What are StreamBase's goals?
We set about building a new piece of system software from the ground up that's very good at inhaling fire hoses of incoming data and doing fairly complicated processing on it.
How does your software work?
We read TCP/IP streams. We produce asynchronous messages to TCP/IP. The messages we produce, the customer has to write an application that consumes them. They give you an API, so you don't have to directly use TCP/IP (which means that) they can use it with an (app). In financial services, there's a dozen or so popular feed formats and we've written adapters for most of them to convert to our internal format. So in comes the market feed, (which) is an asynchronous message stream. One way to think about it is that we insist that it obey a database-style (scheme) so that we read binary messages off the wire and if they're not in our format, then there's a converter that converts them. We give you a workflow-oriented GUI with a bunch of primitives and you assemble an application by dragging and dropping all of our primitives onto a workspace and then you run the workspace.
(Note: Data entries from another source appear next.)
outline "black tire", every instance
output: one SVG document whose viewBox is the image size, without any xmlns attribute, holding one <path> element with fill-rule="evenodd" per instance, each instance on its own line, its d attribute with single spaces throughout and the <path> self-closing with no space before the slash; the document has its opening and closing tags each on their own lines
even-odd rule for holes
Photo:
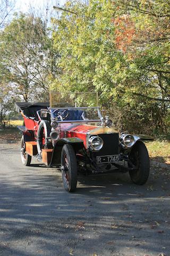
<svg viewBox="0 0 170 256">
<path fill-rule="evenodd" d="M 23 135 L 21 138 L 21 157 L 22 163 L 24 165 L 29 166 L 31 163 L 31 156 L 26 152 L 26 143 Z"/>
<path fill-rule="evenodd" d="M 45 145 L 42 145 L 42 135 L 45 133 Z M 37 131 L 37 147 L 39 156 L 41 156 L 42 148 L 47 148 L 47 137 L 49 137 L 51 127 L 49 122 L 47 120 L 42 120 L 40 122 Z"/>
<path fill-rule="evenodd" d="M 73 192 L 76 188 L 78 167 L 76 155 L 71 145 L 63 146 L 61 163 L 64 188 L 69 192 Z"/>
<path fill-rule="evenodd" d="M 149 174 L 149 157 L 147 149 L 142 141 L 134 145 L 130 158 L 137 170 L 129 171 L 132 181 L 138 185 L 143 185 L 147 181 Z"/>
</svg>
So where is the data stored?
There's no requirement that you store the data. We are not a database system. We are a stream-processing engine that is good at doing processing on streams as they fly by. Not requiring storing the data makes a certain class of applications go way, way faster. ... Our implementation (in one particular application) runs 140,000 messages a second on a $1,500 PC. We tried the same application on one of the (commercial) RDBMSes. The best we could get it to was 900 messages a second.
What are your feelings about what's happened with Ingres, Postgres, and Informix?
Ingres suffered from benign neglect under the tutelage of Computer Associates. (Going open source) is a very reasonable strategy to try and get some traction for Ingres. I just wonder if it's too little, too late. Postgres has been an open source DBMS forever, and there's a grassroots effort that keeps Postgres going. It would be great if somebody with marketing muscle got behind Postgres, because I think it's a very high-functionality system that is very attractive if you need an extendible relational database.
What do you think the open source movement means for commercial software companies?
More power to them. I just chuckle that Microsoft is fighting Linux as hard as they can and so I think open source is attractive and I think that Linux is a fabulous model.